Pepsi's recent announcement that it would not advertise its soft drink during this year's Super Bowl shocked and no doubt rankled a few nerves at ad agencies and broadcasters alike. As risky as it might seem to give up 100 million viewers and a 23-year history with the big game, the bigger shock is that more marketers haven't followed its lead.
Big event and sports partnerships certainly raise brand awareness and create temporary buzz, but so do much cheaper YouTube videos. Moreover, buzz does not equal trust, engagement, or dedicated fans. Pepsi has undoubtedly done its homework and found that the Super Bowl isn't proving a game-changer in the ongoing slide of soft drink sales in the US.
Other PepsiCo brands will continue to create Super Bowl spots, but Pepsi leadership said it is no longer the right opportunity for the soft-drink brand. Instead, it will focus on "social engagement" by putting marketing muscle behind its CSR initiative to provide grants to "fund great ideas" in areas like health and education, creating good will.
A global, historic brand like Pepsi doesn't need brand awareness at this point. It needs to re-engage. And it has now created the opportunity to really engage new and old audiences as it spreads the word about this program on social networks and elsewhere.
The nature of a tiered program like the Refresh Project also provides continual brand and engagement opportunities, rather than a quick February buzz.
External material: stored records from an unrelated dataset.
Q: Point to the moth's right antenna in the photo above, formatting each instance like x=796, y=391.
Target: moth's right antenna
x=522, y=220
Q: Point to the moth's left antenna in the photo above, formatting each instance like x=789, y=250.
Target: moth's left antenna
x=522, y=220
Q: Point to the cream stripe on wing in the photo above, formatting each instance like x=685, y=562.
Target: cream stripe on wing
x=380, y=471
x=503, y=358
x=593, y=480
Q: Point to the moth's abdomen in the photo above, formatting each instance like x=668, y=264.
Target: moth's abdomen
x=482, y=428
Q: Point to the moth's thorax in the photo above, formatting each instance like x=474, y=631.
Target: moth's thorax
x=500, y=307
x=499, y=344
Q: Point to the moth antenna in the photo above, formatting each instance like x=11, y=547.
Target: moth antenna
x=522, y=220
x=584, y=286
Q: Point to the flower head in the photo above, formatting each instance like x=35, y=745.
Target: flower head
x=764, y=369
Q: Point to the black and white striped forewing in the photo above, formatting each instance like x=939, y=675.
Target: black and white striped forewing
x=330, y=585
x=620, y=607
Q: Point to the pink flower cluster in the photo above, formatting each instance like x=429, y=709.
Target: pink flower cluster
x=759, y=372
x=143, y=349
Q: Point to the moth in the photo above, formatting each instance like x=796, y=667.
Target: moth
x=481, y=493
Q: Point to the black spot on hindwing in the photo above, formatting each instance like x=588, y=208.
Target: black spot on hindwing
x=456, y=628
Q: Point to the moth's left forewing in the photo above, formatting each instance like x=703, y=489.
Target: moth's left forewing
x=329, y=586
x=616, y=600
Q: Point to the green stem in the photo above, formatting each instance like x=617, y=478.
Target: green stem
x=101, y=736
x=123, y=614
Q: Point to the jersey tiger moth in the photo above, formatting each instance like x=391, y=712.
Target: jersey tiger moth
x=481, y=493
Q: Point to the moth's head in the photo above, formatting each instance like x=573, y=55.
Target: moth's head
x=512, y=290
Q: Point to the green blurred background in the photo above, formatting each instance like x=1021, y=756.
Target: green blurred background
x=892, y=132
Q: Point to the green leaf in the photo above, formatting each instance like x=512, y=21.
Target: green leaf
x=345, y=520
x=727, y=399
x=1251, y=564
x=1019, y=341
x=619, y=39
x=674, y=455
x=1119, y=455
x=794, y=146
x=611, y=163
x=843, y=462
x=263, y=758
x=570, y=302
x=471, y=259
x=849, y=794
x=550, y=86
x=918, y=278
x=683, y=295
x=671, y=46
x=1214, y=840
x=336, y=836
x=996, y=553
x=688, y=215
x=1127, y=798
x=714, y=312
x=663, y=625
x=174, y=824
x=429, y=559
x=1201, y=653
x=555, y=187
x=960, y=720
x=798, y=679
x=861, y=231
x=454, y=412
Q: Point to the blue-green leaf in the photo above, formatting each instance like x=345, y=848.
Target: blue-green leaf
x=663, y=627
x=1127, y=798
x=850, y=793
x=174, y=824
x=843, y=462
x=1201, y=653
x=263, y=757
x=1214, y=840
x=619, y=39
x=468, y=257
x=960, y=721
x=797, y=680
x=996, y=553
There will be excitement when the public pitches projects, when voting begins, when winners are announced, and yet again in follow-ups on grants' achievements.
All marketers have to make the choice that's right for their brand. Denny's, for example, used Super Bowl advertising smartly last year. Its call to action (a free meal during a financially strained year) spawned immense goodwill and kicked off its messaging and marketing strategy for the whole year. Pepsi deserves credit for making the wisest choice for its brand.